Les Chansons des trains et des gares/La bonne éducation

Édition de la Revue blanche (p. 155-159).


LA BONNE ÉDUCATION


Le petit éléphant de carton hocha la tête,
Et dit : — Je commence à en avoir par-dessus la tête.
J’en ai assez de vos baraques du boulevard,
         Ah ! qu’on me rende mon bazar !

Dans cette calme arrière-boutique, au fond d’un passage
         Bien chaudement enveloppé
                           De papier,
         Je coulais des jours sans orage :
         Chez mes braves petits marchands,
Jamais je n’avais vu pénétrer un chaland,
                               C’était charmant !
         Et seulement lorsqu’avaient été sages

Leurs enfants (ils avaient deux garçons et trois filles),
Ou encor lorsqu’il leur venait de la famille,
         On me sortait en grande pompe,
         On remuait un peu ma trompe,
(J’avais surtout le don d’amuser le vieil oncle
                           Alphonse),
         Et puis l’on me laissait tranquille.

         Soudain, voici que, sous prétexte
         Que c’est bientôt la saint Silvestre,
         Veille du premier jour de l’An,
Brusquement on vient m’arracher de ma retraite,
                           On me jette
         Au beau milieu de ce Paris bruyant,
Où l’on me force à rester, tout le jour, ballant,
                           Ballant la tête !…

         D’abord, je ne suis pas très fier,
Mais, je vous le demande un peu, de quoi ai-je l’air ?…
                           J’ai l’air d’une bête !
         Saluer, d’un geste entendu.
         Des gens que l’on n’a jamais vus,

         Faire ainsi de petits signes d’intelligence
À des tas de passants que l’on ne connaît pas…
         On doit me prendre pour un gaga,
Et j’en rougis jusqu’à l’extrémité de mes défenses !

         Et puis quelle promiscuité !
Nous autres éléphants aimons à nous abstraire :
         Et j’ai, tout juste, à mes côtés,
         Un chemin de fer circulaire,
Qui tourne constamment avec un bruit d’enfer !

Cela s’aggrave encor de boîtes à musique ;
         Il y a de tous les métiers
                      Dans cette boutique :
Balayeuses, cireurs de bottes, palefreniers,
         Qui, pour attirer les pratiques,
         Trémoussent bras, et tête, et pieds :
         C’est une agitation folle, —
Même un lapin, ridiculement habillé,
Un pauvre lapin, qui bat du tambour, vous croyez !…
         Peut-être se trouve-t-il drôle ?
Que voulez-vous ? — Moi, ça me fait pitié !…

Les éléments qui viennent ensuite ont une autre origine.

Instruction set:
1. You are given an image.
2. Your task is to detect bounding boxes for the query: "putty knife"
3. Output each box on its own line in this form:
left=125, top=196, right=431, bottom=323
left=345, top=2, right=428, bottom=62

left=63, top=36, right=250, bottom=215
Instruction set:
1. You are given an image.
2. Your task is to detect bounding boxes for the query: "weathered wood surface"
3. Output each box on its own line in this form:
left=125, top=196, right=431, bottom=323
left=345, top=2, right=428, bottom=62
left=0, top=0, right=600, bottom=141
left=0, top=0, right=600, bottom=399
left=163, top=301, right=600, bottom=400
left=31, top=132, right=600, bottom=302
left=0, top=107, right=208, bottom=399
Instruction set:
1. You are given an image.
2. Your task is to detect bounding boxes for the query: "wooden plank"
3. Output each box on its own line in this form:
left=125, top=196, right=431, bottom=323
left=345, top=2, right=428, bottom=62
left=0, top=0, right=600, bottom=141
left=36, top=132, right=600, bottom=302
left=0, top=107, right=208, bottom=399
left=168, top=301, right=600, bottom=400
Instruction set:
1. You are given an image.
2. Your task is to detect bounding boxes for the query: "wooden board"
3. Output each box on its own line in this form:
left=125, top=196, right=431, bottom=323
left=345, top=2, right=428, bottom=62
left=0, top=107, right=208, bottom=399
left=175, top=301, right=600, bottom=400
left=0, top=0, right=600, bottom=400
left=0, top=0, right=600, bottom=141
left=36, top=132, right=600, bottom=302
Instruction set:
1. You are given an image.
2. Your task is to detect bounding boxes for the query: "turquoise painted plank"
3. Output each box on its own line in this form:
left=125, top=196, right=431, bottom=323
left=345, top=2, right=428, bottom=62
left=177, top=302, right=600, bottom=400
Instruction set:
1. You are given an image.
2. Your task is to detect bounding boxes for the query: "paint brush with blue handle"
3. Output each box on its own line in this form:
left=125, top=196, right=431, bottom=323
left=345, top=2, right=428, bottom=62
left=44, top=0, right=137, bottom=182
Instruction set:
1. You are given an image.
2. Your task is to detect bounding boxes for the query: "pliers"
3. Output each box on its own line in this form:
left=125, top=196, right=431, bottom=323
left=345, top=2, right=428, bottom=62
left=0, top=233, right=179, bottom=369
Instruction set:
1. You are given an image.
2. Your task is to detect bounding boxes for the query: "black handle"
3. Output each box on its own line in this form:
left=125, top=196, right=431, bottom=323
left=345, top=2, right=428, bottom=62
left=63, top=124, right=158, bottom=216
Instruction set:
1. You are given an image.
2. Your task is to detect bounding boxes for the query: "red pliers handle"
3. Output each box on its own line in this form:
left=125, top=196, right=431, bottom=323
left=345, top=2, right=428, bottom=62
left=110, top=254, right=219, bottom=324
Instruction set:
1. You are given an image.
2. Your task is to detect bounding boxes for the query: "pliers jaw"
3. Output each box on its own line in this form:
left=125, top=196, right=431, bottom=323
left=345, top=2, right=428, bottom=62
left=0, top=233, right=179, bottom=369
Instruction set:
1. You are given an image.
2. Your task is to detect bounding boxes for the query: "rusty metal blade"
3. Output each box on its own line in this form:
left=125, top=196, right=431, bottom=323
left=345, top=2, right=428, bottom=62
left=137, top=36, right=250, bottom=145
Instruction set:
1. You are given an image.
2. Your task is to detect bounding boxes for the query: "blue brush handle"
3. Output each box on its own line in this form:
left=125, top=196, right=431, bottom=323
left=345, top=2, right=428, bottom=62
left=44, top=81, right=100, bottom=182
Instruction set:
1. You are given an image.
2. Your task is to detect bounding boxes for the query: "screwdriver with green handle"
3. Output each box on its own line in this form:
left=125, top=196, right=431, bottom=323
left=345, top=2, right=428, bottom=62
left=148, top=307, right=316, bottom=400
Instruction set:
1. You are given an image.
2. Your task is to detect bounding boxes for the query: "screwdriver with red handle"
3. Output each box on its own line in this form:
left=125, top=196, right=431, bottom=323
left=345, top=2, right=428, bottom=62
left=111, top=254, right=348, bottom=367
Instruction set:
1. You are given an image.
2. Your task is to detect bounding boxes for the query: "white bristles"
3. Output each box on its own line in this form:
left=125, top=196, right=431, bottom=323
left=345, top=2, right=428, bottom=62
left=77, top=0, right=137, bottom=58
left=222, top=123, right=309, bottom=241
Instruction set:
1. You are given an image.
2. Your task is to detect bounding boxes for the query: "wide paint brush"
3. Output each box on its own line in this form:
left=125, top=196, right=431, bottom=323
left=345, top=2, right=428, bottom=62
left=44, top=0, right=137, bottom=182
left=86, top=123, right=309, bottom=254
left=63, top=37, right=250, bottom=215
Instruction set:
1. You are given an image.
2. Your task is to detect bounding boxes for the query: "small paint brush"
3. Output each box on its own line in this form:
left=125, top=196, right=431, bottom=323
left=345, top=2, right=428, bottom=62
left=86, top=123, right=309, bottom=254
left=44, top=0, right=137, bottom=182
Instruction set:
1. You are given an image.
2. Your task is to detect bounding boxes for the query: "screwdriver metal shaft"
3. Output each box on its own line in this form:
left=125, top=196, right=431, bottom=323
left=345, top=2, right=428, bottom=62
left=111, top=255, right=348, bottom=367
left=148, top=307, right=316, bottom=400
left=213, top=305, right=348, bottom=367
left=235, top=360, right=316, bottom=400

         Mais le plus affreux de l’affaire,
         Ce sont les soldats que voici,
         Soldats de plomb, soldats de bois aussi,
Qui passent le temps à me demander mon avis,
Mon avis d’éléphant, sur la suprématie
Ou du pouvoir civil, ou bien du militaire ? —

         — Du moins, dis-je, quand vient la nuit,
         Tu peux sommeiller ? — Vain espoir !
Elles sont là toute une bande de toupies,
         En forme de cœur ou de poire,
         Qui ronflent, à peine endormies… —

Ému par la douleur que trahissaient ces mots,
— Viens avec moi, repris-je alors, je te promets
                       Que jamais
         Je ne troublerai ton repos.
Et ne te secouerai la trompe hors de propos. —

Mon interlocuteur, avec reconnaissance,
Accepte, et nous montons en voiture tous deux ;
Je le laissais dans son coin, respectueux
De son immobilité et de son silence :

Spontanément, sa tête à nouveau se balance…

         — Est-ce nerveux, interrogé-je,
Ou, habitué au mouvement, aurais-tu donc
         Une crampe dans la trompe ?
                      — Tu te trompes,
Répondit-il ; — malgré ma fatigue, n’empêche
         Que je connais les usages du monde ;
Regarde à la portière, ami, et rends-toi compte : —

Un convoi déroulait son funèbre cortège.